1) The Clinical Pathway is a set of standardized clinical practices ranging from the initial collection of demographics and screening measures through the final transition of care.  The standardization of intake forms provides consistency in data collection among clinics and military treatment facilities.  Patients also benefit by only having to fill out lengthy forms once.  Additionally, access to collected data allows clinicians to engage in evidence-informed decision making.  PHP is designed to be a flexible process that can be tailored to the resources at a given clinic or treatment facility by providing guidelines and resources for clinicians.

2) Care Management refers to the facilitation of patient advocacy, education, tracking, reporting and timely access to providers and resources.
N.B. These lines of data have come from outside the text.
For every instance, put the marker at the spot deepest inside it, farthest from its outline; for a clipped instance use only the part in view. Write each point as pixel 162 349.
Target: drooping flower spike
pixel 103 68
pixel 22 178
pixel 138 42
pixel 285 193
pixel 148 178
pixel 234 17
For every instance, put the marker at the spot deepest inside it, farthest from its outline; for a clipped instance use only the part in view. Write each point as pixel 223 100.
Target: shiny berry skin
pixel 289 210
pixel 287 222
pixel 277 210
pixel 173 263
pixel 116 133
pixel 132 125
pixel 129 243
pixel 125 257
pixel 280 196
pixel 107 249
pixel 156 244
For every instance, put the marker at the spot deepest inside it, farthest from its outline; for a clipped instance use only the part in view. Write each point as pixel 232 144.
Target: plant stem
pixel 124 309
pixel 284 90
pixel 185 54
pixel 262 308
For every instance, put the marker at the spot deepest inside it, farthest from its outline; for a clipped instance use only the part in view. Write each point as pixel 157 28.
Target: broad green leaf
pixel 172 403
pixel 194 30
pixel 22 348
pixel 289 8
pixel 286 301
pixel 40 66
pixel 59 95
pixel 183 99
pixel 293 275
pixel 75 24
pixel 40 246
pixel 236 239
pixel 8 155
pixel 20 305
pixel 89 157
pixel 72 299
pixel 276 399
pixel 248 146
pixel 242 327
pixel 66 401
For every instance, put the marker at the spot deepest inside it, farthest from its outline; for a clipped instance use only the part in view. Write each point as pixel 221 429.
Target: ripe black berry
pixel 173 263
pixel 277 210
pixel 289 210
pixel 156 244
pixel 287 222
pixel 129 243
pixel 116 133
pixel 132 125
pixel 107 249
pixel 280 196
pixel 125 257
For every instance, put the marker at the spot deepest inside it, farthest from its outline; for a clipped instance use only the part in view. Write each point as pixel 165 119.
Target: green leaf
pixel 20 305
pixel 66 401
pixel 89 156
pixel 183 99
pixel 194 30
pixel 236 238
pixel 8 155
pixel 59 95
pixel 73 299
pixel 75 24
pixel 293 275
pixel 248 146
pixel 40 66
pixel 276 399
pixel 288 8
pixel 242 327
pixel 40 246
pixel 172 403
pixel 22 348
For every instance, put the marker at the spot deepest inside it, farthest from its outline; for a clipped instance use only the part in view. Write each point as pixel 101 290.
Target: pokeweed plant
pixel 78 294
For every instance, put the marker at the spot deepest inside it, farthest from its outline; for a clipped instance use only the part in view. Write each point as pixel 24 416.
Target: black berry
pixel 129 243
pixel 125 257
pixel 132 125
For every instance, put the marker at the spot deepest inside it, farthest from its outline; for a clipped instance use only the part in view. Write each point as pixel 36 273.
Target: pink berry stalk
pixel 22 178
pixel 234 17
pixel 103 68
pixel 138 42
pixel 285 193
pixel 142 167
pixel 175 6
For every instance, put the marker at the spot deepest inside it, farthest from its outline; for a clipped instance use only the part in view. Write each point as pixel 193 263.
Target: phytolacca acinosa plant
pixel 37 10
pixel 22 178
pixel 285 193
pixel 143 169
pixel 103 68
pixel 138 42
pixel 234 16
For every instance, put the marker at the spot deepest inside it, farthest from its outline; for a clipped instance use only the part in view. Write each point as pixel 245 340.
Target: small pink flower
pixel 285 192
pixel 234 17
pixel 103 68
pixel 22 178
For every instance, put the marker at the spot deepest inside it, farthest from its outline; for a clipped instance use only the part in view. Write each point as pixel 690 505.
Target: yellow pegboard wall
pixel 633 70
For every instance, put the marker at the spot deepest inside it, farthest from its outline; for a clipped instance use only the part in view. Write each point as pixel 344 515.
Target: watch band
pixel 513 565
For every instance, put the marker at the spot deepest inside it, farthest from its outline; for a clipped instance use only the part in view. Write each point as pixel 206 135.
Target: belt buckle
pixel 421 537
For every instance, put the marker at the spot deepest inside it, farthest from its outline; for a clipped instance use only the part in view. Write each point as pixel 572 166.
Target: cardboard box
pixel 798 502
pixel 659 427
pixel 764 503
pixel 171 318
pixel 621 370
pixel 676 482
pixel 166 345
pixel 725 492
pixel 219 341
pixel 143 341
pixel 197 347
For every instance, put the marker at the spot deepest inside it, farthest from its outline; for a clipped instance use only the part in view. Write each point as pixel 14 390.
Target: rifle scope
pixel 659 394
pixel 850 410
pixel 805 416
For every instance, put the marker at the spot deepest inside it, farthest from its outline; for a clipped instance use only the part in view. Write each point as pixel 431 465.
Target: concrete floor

Case managers collaborate with both the mental health provider and the patient to help with coordination and continuity of patient care.

3) Data Management refers to coordinated and centralized data capture.  PHP uses a standardized assessment process to collect initial patient demographics and validated self-report outcome measures, 10-week re-evaluation measures and clinical treatment reviews.  In tandem with PHP, NCCOSC has implemented a web-based registry and tracking tool designed to support effective care management.

Q: What stage of development is PHP currently in?

A: In the Fall of 2012, PHP moved from the beta-stage of development to a pilot program.  There are two major changes to PHP now that it is has become a pilot program.  During the previous beta-stage, only a subsample of the mental health patients at NMCSD and Naval Hospital Camp Pendleton (NHCP) were enrolled in the PHP, but as part of the pilot program 100% of identified active duty mental health patients at these two locations (NMSD & NHCP) will be enrolled.  Also, during the beta-stage both initial self-reports and 10-week follow-up evaluations were completed with paper-and-pencil.  But in the pilot program, electronic data capture and management will now be utilized.  Electronic data capture allows patients to complete these assessments either from home via the web, or in clinics using tablets . In addition to making this process easier for patients to complete, providers will now be able to access results instantaneously instead of having a two-week lag while the assessment measures are scored and entered into a database.

Q: What can we learn from the PHP data to date?

A: In addition to providing information to clinical providers regarding evidence-informed decision making, PHP can also be useful for program evaluation. For example, we have been able to utilize beta-stage data to help modify treatment programs. The data showed that for patients in a particular treatment program, there was a significant drop in both depression and PTSD scores over the course of treatment, but that sleep problems did not appear to remit.  While this information validated many aspects of treatment protocol, the program is now looking at ways to incorporate additional treatment for sleep problems.

Q: What is the future of PHP?

A: The plan is for the pilot program to continue until the point where fidelity is established, and the end goal is for the program to be distributed Navy-wide.

So in summary, NCCOSC's PHP Initiative, a program to improve the consistency and continuity of patient care, is now in its pilot phase at the mental health clinics at NMCSD and NHCP. This is an exciting new program that has the potential to improve the delivery of mental health care for our Sailors and Marines. Patients will be able to more easily navigate the mental health system and providers will gain a more complete and measurable snapshot of patient progress. I'm looking forward to hearing about future developments as the program progresses.